Fun fact: The Xerox Corporation used to operate FasTrak (they still kind of do, though under another name), and a class action suit accuses them of lodging unfair charges on Golden Gate Bridge drivers.
If you feel like you’ve ever received an unfair FasTrak charge for travel across the Golden Gate Bridge, you’re not alone. Back when the Golden Gate Bridge got rid of human toll workers in 2013, moving to an all-FasTrak system, drivers who did not have a FasTrak account were supposed to be sent an invoice. This was initially a $6 invoice, though of course, bridge fare has increased intermittently since. Many drivers say they never received these invoices, but FasTrak kept racking up late charges on the undelivered invoices. A 2014 class action lawsuit called out this practice, but FasTrak has managed to tie that lawsuit up in the courts for the last six years. It is tied up no more, though, as ABC 7 reports a judge has refused to dismiss the lawsuit, and it will begin next month.
"There have been hundreds or even thousands of people who were charged penalties for invoices they never received,” class action attorney Adam Gutride told KGO. “What FasTrak did was they just shredded the invoices and imposed the penalties."

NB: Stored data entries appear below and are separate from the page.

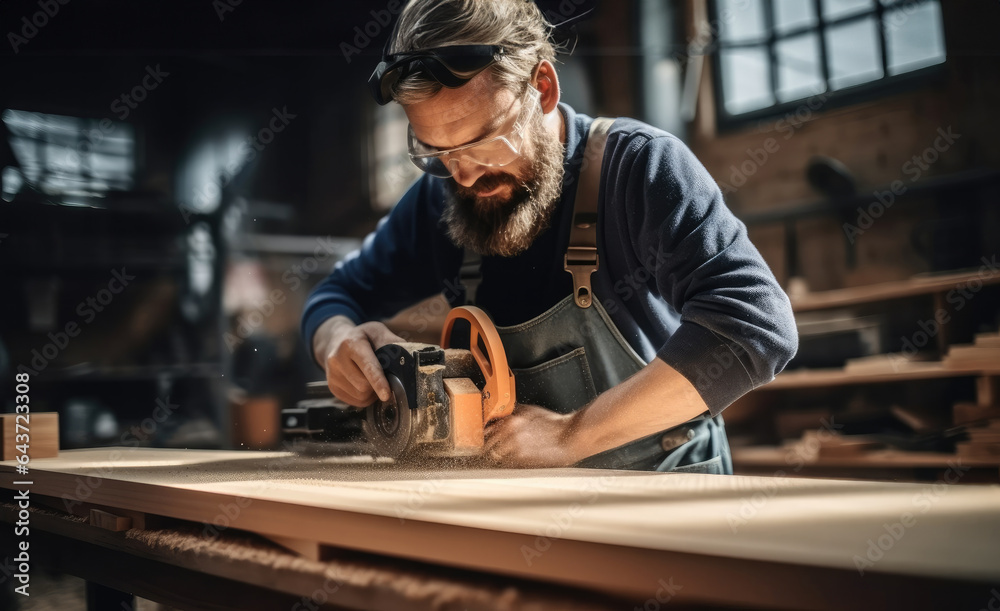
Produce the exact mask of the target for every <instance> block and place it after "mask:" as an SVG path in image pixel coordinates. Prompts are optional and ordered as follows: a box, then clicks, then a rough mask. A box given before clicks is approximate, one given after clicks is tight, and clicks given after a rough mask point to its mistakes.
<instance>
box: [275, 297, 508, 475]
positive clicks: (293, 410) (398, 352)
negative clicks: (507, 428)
mask: <svg viewBox="0 0 1000 611" xmlns="http://www.w3.org/2000/svg"><path fill="white" fill-rule="evenodd" d="M456 326H457V327H458V328H460V329H462V333H463V335H464V328H465V327H466V326H468V336H469V337H468V339H469V341H468V346H469V348H468V349H462V348H449V347H448V346H450V345H451V344H452V334H453V333H452V332H453V331H454V330H455V329H456ZM375 356H376V357H377V358H378V360H379V363H380V364H381V365H382V370H383V372H384V373H385V377H386V379H387V380H388V382H389V388H390V389H391V390H392V396H391V398H390V399H389V400H388V401H380V400H377V401H375V403H372V404H371V405H369V406H367V407H364V408H356V407H353V406H350V405H348V404H346V403H344V402H343V401H340V400H339V399H337V398H336V397H334V396H333V395H332V393H331V392H330V389H329V387H328V386H327V384H326V382H325V381H322V382H313V383H311V384H309V387H308V389H307V398H306V399H304V400H303V401H300V402H299V403H298V405H297V406H296V407H295V408H292V409H285V410H283V411H282V413H281V416H282V429H283V431H284V434H285V437H286V439H289V440H292V441H296V440H297V441H298V442H300V443H302V442H304V446H300V447H303V448H304V449H305V450H306V451H311V452H315V453H323V454H370V455H375V456H383V457H389V458H394V459H399V458H405V457H410V456H431V457H455V456H479V455H480V454H481V453H482V450H483V430H484V427H485V426H486V424H488V423H489V422H491V421H493V420H496V419H498V418H502V417H504V416H507V415H509V414H510V413H511V412H512V411H513V410H514V403H515V401H516V395H515V392H514V374H513V373H512V372H511V370H510V367H509V366H508V364H507V355H506V353H505V352H504V348H503V343H502V342H501V341H500V336H499V334H498V333H497V330H496V327H494V326H493V322H492V321H491V320H490V318H489V317H488V316H487V315H486V313H485V312H483V311H482V310H481V309H479V308H477V307H474V306H462V307H458V308H454V309H452V310H451V312H449V314H448V317H447V318H446V320H445V324H444V329H443V330H442V333H441V346H434V345H431V344H420V343H409V342H407V343H399V344H387V345H385V346H382V347H381V348H378V349H377V350H376V351H375Z"/></svg>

Unsurprisingly, Gutride’s firm would like to hear from you if you were ever an un-invoiced Golden Gate Bridge driver who was charged the late penalty.
What is surprising is that the FasTrak system was formerly operated by Xerox, and that managing company has since been spun off into a Xerox subsidiary called Conduent. The lion’s share of these complaints come from 2014, during the early years of the mandatory FasTrak system. But those late fees have piled up for many drivers, who cannot renew their vehicle registration without paying them.
Sure, FasTrak will let you dispute the charge — but only once you’ve already paid the full bill! If that’s not kangaroo-court enough for you, FasTrak also tried to ban the public from the upcoming trial. That request was shot down in December, according to KGO’s dogged and years-long reporting on the matter, though the company did win a victory in being allowed to keep various tolling and penalty policies secret during trial proceedings.
The trial is scheduled to begin March 2, 2020, and you can still jump in on your chance at (probably very small) monetary relief if wrongdoing is proven.